J.K. Rowling has revealed many Harry Potter tidbits on Twitter, a recent standout being that Dean Thomas was originally named Gary. It was shocking to many, including actor Alfred Enoch, who played the football-fanatic Gryffindor in the film adaptations and heard the news for the first time on EW’s Binge podcast.
“It was going to be what? Gary? Wow, that is nuts,” Enoch tells hosts Marc Snetiker and C. Molly Smith in week 6 of the podcast, which also dives into the 10 best couples — and love triangles — of Harry Potter and the Half-Blood Prince. “It’s like anything, can you imagine if like, it wasn’t going to be Harry Potter; it was going to be Brian. Great name, but difficult to process at this late state of the game.”
It’s difficult, sure, but does Dean feel like a Gary? “Wow, Gary? No, I can’t work with Gary,” he says, still processing himself. “That’s a trip in my head. There we go, obviously again [Rowling] made the right choice. I respect the hell out of that. That’s great.”
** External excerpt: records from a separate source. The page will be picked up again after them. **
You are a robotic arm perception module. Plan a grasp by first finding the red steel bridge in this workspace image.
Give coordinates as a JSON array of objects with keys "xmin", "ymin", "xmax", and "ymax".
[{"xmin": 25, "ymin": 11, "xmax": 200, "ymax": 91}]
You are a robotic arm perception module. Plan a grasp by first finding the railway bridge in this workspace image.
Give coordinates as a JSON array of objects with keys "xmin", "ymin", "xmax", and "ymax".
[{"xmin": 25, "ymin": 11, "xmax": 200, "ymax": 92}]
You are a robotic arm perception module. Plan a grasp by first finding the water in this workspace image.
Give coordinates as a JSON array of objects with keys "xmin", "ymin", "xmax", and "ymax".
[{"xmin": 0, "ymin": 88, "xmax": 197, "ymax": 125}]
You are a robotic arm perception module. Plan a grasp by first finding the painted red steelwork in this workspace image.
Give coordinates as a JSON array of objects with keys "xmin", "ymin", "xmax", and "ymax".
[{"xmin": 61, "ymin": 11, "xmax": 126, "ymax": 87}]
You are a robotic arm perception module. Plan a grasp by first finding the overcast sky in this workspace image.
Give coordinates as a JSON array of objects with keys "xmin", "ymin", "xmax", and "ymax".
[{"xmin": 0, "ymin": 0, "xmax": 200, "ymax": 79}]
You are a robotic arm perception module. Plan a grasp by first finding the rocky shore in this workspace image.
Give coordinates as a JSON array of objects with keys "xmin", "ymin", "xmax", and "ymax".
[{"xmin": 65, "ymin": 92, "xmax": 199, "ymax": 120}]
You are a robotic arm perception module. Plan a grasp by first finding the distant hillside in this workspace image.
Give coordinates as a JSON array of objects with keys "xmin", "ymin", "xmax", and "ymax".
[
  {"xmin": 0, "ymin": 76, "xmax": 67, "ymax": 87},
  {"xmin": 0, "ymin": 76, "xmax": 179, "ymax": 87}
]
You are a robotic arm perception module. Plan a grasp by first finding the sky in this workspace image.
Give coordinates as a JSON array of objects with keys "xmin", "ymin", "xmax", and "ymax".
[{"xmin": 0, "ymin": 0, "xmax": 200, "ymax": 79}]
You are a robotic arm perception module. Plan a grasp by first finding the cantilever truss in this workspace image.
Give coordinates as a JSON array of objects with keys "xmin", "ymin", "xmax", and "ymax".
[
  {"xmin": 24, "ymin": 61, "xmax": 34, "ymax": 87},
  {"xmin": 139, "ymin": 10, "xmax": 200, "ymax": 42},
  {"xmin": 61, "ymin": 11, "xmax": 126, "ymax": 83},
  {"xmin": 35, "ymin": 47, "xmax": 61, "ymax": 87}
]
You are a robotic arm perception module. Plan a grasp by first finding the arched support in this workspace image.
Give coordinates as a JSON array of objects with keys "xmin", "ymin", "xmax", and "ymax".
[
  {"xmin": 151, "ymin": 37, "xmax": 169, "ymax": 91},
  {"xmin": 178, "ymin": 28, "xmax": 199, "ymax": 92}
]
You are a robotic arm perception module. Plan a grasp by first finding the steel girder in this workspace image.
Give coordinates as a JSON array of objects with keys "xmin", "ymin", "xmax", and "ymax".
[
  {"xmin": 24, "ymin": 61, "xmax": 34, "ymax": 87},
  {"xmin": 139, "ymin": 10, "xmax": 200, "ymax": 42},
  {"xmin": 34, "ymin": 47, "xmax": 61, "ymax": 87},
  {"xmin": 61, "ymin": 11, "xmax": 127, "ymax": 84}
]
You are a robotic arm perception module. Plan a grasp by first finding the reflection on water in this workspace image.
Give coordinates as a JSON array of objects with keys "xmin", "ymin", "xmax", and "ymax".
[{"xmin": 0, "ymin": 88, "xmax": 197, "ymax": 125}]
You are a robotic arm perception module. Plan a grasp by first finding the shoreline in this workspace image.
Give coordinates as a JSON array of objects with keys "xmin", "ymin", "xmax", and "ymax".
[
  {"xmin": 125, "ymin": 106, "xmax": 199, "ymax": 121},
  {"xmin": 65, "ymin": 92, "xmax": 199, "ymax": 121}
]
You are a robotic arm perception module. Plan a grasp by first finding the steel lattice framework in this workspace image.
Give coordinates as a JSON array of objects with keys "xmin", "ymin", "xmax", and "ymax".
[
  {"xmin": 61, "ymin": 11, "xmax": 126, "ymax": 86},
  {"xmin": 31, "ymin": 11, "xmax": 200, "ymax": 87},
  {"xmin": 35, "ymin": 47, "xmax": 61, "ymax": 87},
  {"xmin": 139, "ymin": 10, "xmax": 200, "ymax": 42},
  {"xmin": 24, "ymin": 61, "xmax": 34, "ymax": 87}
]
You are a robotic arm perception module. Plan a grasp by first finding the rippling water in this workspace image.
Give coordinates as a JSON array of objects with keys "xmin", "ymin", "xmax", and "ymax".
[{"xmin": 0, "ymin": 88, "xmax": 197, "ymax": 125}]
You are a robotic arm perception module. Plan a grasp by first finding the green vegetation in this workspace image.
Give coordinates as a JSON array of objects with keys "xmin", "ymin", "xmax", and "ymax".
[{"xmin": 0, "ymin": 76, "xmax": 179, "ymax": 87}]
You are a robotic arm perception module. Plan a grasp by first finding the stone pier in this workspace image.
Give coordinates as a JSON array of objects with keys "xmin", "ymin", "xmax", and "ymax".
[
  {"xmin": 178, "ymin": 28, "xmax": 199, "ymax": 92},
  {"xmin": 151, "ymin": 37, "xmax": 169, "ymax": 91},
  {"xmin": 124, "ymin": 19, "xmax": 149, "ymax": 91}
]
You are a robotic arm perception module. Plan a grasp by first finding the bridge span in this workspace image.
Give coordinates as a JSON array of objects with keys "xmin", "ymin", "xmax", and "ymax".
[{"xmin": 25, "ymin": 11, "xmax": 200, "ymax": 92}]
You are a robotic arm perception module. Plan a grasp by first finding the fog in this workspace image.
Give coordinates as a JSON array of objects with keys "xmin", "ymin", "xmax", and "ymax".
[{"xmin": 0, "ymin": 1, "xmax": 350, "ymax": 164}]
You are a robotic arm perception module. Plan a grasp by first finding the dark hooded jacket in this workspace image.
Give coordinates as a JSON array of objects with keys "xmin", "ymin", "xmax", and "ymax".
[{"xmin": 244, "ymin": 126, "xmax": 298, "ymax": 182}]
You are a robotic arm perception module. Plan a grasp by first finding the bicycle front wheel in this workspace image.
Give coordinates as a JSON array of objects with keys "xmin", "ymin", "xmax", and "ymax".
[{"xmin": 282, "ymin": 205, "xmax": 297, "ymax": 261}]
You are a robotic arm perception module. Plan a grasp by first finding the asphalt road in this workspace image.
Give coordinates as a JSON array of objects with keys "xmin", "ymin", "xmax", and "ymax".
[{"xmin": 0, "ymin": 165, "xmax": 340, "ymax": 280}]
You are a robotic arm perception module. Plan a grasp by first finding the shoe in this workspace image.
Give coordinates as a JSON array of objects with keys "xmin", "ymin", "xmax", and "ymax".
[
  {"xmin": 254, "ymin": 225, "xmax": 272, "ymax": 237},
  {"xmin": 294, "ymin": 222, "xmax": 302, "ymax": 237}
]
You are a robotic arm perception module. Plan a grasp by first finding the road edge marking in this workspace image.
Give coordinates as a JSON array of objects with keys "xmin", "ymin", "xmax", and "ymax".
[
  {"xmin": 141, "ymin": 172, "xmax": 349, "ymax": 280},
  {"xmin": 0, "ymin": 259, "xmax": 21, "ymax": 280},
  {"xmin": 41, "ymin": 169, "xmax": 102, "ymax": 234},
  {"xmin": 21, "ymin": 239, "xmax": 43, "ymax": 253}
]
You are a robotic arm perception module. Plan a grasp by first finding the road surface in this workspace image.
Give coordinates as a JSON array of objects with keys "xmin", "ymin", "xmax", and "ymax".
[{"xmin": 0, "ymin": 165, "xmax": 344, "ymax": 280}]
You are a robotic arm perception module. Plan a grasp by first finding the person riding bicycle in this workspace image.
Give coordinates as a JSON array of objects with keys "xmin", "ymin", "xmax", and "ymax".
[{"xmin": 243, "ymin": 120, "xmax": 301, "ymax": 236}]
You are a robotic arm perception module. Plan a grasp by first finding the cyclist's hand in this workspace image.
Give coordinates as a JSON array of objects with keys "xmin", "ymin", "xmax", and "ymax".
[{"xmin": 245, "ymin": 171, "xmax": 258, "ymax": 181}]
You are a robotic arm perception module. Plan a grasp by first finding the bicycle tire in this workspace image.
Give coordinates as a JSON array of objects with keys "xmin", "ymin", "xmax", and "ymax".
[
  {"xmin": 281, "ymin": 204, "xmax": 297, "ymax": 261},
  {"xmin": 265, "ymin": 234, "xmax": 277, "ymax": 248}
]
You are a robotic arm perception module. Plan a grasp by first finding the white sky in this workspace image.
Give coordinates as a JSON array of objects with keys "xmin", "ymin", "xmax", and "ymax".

Gary Dean is one of the Gryffindor guys and as such, is beloved by many. “In the books, he was a very real part of it to me because he’s from a Muggle family — or so he thinks — and he goes into this world and he likes football — he supports West Ham,” Enoch says of Dean’s role in the group. “Obviously, Harry is our touchstone character, but he’s got a whole different thing going on. I always felt Dean was quite funny, he’s like an ordinary guy. He’s not an ordinary guy, there’s lots to him, but he’s come from the Muggle world and it’s like ‘Oh, this is cool.’ He wasn’t locked in a cupboard all his life.”
He continues on how wondrous it must have been for Dean, Harry, and any of the characters unfamiliar with magic to enter that world, and bear witness to Quidditch in particular. “Can you imagine, spend your life watching football and then there’s basically this better version where people fly around on brooms and three things are going on at once? It’s like, ‘Wow.’ I always liked him very much for that. I always thought, he’ll be alright. Not that he had it together, but well yeah, he had it together. He went out with Ginny. I think he seems cool, popular, him and Seamus get on very well, and he seems to be having a nice, normal — the enjoyable version of a childhood at Hogwarts, not the Harry Potter nightmare experience.”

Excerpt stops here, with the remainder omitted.